The MTJ consists of a bottom reference layer Ta(5 nm)/PtMn(25 nm)/Co₉₀Fe₁₀(2 nm)/Ru(0.8 nm)/Co₉₀Fe₁₀(3 nm) and a free layer Co₉₀Fe₁₀(2 nm)/Ni₈₀Fe₂₀(5 nm)/Ru(4.8 nm)/Au(10 nm) separated by a 2-nm thick Al₂O₃ barrier. The films were deposited on the 400 nm Al₂O₃ covered Si wafers in a DC magnetron sputtering system at RT with a base pressure of 2×10⁻⁸ Torr and a deposition pressures of 2–3 mTorr. The Al₂O₃ barrier was obtained by reactive rf (radio frequency) oxidation of a 2-nm Al layer at a power of 50 W. The films were annealed for 2 h at the temperature of 265 °C and a 1.3-T magnetic field in a N₂ atmosphere oven, and then patterned to circular shape with the diameter varying from 40 to 100 μm using the photolithography and ion mill processes. The 200 nm Cu and 10 nm Ta were used as both the bottom and the top leads. The MTJs were measured using a system sourcemeter. The TMR is around 40±3% and the resistance-area product is about 22±6 MΩμm² at RT.
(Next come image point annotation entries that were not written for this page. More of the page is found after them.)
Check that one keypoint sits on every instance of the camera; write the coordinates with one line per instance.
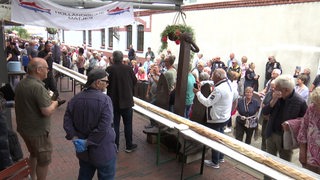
(195, 85)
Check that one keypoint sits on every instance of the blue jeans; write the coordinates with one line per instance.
(216, 156)
(126, 115)
(187, 111)
(106, 172)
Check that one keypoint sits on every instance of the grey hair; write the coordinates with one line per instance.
(220, 73)
(278, 71)
(285, 81)
(204, 76)
(33, 66)
(117, 56)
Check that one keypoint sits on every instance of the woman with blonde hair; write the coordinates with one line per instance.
(142, 75)
(309, 134)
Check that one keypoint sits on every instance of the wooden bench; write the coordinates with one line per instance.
(18, 171)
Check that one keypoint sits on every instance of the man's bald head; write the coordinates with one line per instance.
(38, 68)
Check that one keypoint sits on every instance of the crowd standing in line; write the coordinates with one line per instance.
(275, 96)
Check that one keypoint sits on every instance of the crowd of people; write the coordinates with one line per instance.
(92, 119)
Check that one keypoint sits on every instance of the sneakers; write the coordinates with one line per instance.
(211, 164)
(131, 149)
(227, 130)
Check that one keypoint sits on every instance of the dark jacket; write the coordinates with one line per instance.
(89, 115)
(121, 85)
(293, 107)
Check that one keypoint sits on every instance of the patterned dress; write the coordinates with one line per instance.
(310, 133)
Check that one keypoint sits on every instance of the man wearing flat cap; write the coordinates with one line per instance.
(88, 123)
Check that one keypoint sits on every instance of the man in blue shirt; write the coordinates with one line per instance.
(88, 123)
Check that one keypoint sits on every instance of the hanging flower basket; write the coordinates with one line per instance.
(52, 30)
(173, 32)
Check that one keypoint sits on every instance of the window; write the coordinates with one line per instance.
(90, 38)
(84, 38)
(129, 36)
(103, 37)
(110, 37)
(140, 38)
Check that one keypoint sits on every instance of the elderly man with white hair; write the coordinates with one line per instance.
(275, 73)
(220, 102)
(285, 104)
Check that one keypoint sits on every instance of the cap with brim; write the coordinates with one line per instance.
(94, 75)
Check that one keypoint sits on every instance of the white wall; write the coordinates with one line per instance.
(290, 32)
(74, 38)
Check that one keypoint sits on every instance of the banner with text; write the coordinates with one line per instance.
(48, 14)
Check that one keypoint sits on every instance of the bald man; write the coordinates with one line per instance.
(33, 107)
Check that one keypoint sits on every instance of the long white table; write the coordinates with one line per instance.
(274, 173)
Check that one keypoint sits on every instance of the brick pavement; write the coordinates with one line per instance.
(139, 165)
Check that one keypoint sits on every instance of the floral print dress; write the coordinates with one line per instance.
(310, 133)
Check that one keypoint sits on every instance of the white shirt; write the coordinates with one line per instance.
(220, 100)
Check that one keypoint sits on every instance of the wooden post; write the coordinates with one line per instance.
(182, 76)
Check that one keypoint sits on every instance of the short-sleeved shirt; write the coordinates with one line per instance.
(30, 97)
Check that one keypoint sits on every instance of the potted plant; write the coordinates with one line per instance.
(173, 32)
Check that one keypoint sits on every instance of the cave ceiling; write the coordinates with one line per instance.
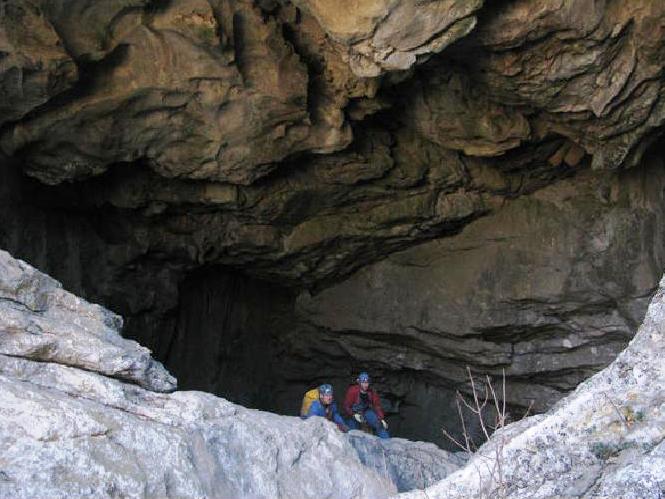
(456, 147)
(303, 140)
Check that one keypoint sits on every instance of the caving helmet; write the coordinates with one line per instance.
(325, 389)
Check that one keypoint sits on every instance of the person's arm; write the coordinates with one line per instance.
(315, 409)
(337, 418)
(347, 406)
(376, 403)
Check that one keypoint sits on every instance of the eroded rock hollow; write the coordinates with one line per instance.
(275, 194)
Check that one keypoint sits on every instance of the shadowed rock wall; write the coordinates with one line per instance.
(438, 184)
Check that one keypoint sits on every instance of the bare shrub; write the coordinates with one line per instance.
(485, 400)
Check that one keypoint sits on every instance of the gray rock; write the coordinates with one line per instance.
(71, 433)
(70, 428)
(41, 321)
(409, 465)
(604, 440)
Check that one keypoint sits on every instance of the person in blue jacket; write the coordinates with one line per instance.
(326, 408)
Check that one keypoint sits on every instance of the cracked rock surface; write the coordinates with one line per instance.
(71, 428)
(416, 186)
(606, 439)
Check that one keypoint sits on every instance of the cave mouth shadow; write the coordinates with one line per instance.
(226, 338)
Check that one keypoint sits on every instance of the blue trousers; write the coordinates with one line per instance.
(372, 420)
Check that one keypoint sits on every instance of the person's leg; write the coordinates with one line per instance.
(373, 421)
(352, 423)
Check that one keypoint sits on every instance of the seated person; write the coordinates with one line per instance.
(326, 408)
(362, 404)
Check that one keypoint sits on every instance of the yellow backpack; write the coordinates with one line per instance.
(307, 400)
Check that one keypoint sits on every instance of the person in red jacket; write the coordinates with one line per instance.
(362, 404)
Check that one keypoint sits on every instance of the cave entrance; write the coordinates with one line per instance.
(227, 336)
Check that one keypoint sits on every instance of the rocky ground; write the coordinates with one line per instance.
(84, 412)
(407, 187)
(606, 439)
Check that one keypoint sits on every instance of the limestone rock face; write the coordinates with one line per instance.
(35, 66)
(41, 321)
(442, 306)
(388, 35)
(71, 428)
(197, 90)
(487, 175)
(606, 439)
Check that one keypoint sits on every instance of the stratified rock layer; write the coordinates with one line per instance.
(298, 142)
(606, 439)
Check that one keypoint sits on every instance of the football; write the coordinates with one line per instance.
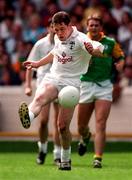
(69, 96)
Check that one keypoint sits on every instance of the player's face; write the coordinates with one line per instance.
(63, 31)
(94, 28)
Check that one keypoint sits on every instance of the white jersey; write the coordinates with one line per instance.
(71, 59)
(41, 48)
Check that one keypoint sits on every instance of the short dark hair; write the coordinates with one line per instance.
(95, 17)
(61, 17)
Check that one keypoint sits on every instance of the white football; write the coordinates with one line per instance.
(69, 96)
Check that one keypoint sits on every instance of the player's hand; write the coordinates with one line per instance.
(28, 91)
(119, 66)
(89, 47)
(30, 64)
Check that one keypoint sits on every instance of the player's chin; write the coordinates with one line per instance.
(61, 38)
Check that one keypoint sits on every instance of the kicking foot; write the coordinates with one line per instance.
(24, 115)
(66, 166)
(41, 158)
(57, 162)
(97, 163)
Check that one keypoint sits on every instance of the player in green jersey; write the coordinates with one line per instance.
(96, 90)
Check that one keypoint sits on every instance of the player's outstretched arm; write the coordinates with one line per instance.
(35, 64)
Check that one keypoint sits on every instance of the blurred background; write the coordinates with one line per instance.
(23, 22)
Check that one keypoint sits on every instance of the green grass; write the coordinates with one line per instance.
(17, 162)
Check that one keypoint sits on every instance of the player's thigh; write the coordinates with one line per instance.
(44, 114)
(84, 113)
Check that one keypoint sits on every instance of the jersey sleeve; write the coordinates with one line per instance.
(118, 53)
(34, 54)
(98, 45)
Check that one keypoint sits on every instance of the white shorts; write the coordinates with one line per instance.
(90, 91)
(58, 83)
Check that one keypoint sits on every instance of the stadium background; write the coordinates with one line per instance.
(17, 36)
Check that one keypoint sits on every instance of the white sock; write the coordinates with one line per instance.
(31, 115)
(43, 146)
(65, 154)
(57, 152)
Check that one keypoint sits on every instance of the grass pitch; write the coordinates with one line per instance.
(18, 162)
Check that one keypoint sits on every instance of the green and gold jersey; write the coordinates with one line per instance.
(100, 68)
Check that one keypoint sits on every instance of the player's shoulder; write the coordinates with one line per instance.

Magnetothermovoltage and thermotunnel current measurements

To generate a temperature difference between the reference layer and the free layer, the top lead or the bottom lead was heated using a laser beam from a laser diode with a wavelength of 780 nm and a maximum power of 125 mW. The laser spot on the lead is around 5 mm away from the junction. It should be noted that only part of heat pass through the MTJ, because the power is dissipated and the size of the MTJ is much smaller than that of the leads. The thermovoltage was measured by a nanovoltmeter having an internal resistance larger than 10 GΩ in an open-circuit at RT with an applied magnetic field up to 0.3 T along the in-plane easy axis. The thermotunnel current was measured by a sourcemeter having an internal resistance lower than 100 mΩ, connecting the 16 kΩ MTJ in a closed circuit without applied voltage.

The thermovoltage of MTJ was also checked by measuring the AC voltage using a lock-in with the same frequency of the AC laser power. The AC measurement shows the similar behaviour with the DC measurement.

The temperature difference in between the bottom and top leads was obtained by measuring the temperature of each lead with a k-type thermocouple connected to a nanovoltmeter. To minimize the error, we tried to install the thermocouple as close as possible to the junction. The temperatures of the leads were also checked by measuring the resistance variation of the leads due to laser heating.

The Al₂O₃ MTJs with the diameters varying from 40 to 100 μm were measured and showed similar behaviours.